Our seasoned professionals deliver services based on Milestone’s best practices and service delivery framework. By leveraging our vast knowledge base to execute initiatives, we deliver both short-term and long-term value to our clients and apply continuous service improvement to deliver transformational benefits to IT. With Intelligent Automation, Milestone helps businesses further accelerate their IT transformation. The result is a sharper focus on business objectives and a dramatic improvement in employee productivity. Through our key technology partnerships and our people-first approach, Milestone continues to deliver industry-leading innovation to our clients. With more than 2,000 employees serving over 200 companies worldwide, we are following our mission of revolutionizing the way IT is deployed around the globe.

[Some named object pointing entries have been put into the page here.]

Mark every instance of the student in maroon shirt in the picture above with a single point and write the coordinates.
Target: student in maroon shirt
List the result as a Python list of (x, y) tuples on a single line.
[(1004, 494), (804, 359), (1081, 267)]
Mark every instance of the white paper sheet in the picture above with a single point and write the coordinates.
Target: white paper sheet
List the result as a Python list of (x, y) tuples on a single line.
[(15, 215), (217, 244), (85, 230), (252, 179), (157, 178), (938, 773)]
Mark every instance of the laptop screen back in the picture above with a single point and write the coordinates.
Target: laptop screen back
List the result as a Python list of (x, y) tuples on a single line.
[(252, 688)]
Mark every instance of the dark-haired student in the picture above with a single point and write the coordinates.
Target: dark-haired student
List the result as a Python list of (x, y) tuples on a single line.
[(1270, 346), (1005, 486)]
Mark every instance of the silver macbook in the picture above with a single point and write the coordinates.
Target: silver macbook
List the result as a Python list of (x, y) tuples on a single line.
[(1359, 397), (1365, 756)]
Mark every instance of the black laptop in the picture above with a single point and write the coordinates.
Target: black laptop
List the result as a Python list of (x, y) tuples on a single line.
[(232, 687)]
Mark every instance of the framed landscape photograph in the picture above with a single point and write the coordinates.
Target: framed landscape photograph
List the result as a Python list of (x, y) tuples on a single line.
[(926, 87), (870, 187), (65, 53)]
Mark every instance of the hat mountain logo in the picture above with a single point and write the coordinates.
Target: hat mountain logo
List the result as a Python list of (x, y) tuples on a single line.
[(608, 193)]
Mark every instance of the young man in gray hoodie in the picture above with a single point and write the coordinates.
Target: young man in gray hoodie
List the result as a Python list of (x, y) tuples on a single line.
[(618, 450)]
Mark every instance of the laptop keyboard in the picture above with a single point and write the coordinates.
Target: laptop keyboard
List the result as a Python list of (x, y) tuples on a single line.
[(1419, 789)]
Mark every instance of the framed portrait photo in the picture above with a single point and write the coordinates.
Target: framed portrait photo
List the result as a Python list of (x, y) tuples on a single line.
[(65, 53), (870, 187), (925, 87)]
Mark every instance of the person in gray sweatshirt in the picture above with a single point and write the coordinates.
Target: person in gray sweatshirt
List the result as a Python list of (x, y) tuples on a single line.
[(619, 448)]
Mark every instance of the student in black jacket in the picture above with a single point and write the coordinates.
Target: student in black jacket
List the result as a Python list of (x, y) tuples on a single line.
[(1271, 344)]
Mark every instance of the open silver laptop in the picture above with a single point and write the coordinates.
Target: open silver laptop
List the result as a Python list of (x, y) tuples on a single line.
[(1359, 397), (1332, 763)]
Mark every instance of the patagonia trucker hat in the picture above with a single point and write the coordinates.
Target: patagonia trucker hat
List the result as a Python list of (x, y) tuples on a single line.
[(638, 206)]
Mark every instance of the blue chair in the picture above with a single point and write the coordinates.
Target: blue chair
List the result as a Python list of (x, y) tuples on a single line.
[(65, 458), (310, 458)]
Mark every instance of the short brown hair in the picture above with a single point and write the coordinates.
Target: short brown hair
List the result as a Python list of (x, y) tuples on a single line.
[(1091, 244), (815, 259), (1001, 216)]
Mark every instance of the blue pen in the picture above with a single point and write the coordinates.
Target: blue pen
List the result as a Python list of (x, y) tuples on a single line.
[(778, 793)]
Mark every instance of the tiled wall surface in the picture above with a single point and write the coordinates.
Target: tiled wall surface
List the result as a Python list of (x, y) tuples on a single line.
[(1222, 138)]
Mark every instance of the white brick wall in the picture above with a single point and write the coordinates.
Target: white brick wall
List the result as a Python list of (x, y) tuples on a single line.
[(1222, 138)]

As a IT compliance analyst at Milestone, you will help the security and compliance team to take our current cyber security program to the next level. You will work closely with various teams across our organization to ensure we are remaining proactive and ensuring our processes and systems are designed and implemented following best security practices. You will also be responsible for maintaining operational effectiveness of our company by mitigating risk all while increasing our security posture and protecting its assets.
The primary purpose of this position is to provide the maintenance, upkeep and provide front line support of our cyber-security program.
This role will report to Chief Information Security Officer (CISO)
How You Will Make An Impact:
Help to maintain Milestone’s controls framework and ensure it is consistent with the business objectives, applicable legislation, and certifications.
Measure and analyze cyber security posture across the organization and recommend improvements and solutions to current cyber security issues and risks
Support identifying the scope of the Governance processes, drafting and validating business cases, conducting business analysis, leading the gathering process of business requirements
Participate in the assessment of current state and issue identification, develop recommendations aligned to strategic objectives, and draft high level conceptual and detailed design recommendations
Support Milestone audits and security compliance reviews (including but not limited to: SSAE18/Soc2 Type2, ISO27000 etc.)
Support company-wide annual Risk Assessments and Investigation Deep Dives.
Support execution of supplier and service partner Due Diligence and ad hoc audit requests.
Contribute to building and maintaining Wellpath audit, risk, and compliance maturity program.
Support rest of Milestone’s business units in their ability to adopt innovative solutions and technology towards delivering a data secure environment both internally and externally.
Liaise with cross-functional teams to provide consulting as SME on governance and compliance requirements.
Develop, maintain, and regularly update the standards and policies framework, including coordinating signoffs from affected parties.
Produce management reports and support with presentations for Committee and Board meetings and Risk management reporting.
Support reporting to the internal Infosec organization, including weekly meeting minutes, ad-hoc meetings, and workshop minutes.
Support KPI/KRI reporting – create performance dashboards for Infosec, analyse the data and share insights with the wider team.
Provide support in evaluation of security tools for the firm.
Assist various teams in capturing and refining information protection requirements, integrating those requirements into system designs and ensuring program compliance.
Provide support for contract review for customer engagement from an Infosec perspective. Provide support for periodic Awareness to internal employees.
Prepares and/or conducts written and oral reports and presentations.
What You Will Need To Succeed:
At least 5 years’ experience is security risk and compliance management or similar position. Experience in the Financial Services would be welcome.
At least a Bachelor’s Degree in Computer Science or related field with relevant practical experience.
Industry recognized certifications (CISA, CISM, CRISC, CISSP) will be considered as a strong advantage.
Experience in SOC2 compliance audits and related standards.
Experience with ISO27001, COBIT and other security standards.
Good understanding of the risk-based controls and governance approach and its practical application in the environment.
Understanding of key controls and how they impact the business from an operational or systems perspective.
Fluent in English (both orally and in written proficiency).
Excellent interpersonal and communication skills, including ability to interact effectively with positions of all levels
Ability to prioritize and execute on multiple, simultaneous, complex priorities
Ability to deal with highly confidential information in a professional manner
Our Commitment to Diversity & Inclusion:
At Milestone we strive to create a workplace that reflects the communities we serve and work with, where we all feel empowered to bring our full, authentic selves to work. We know creating a diverse and inclusive culture that champions equity and belonging is not only the right thing to do for our employees but is also critical to our continued success.
Milestone Technologies provides equal employment opportunity for all applicants and employees. All qualified applicants will receive consideration for employment and will not be discriminated against on the basis of race, color, religion, gender, gender identity, marital status, age, disability, veteran status, sexual orientation, national origin, or any other category protected by applicable federal and state law, or local ordinance. Milestone also makes reasonable accommodations for disabled applicants and employees.
We welcome the unique background, culture, experiences, knowledge, innovation, self-expression and perspectives you can bring to our global community. Our recruitment team is looking forward to meeting you.
This position may be assigned to a client that requires all individuals on-site to have the COVID-19 vaccination. The individual must be fully vaccinated before starting work at such a client site.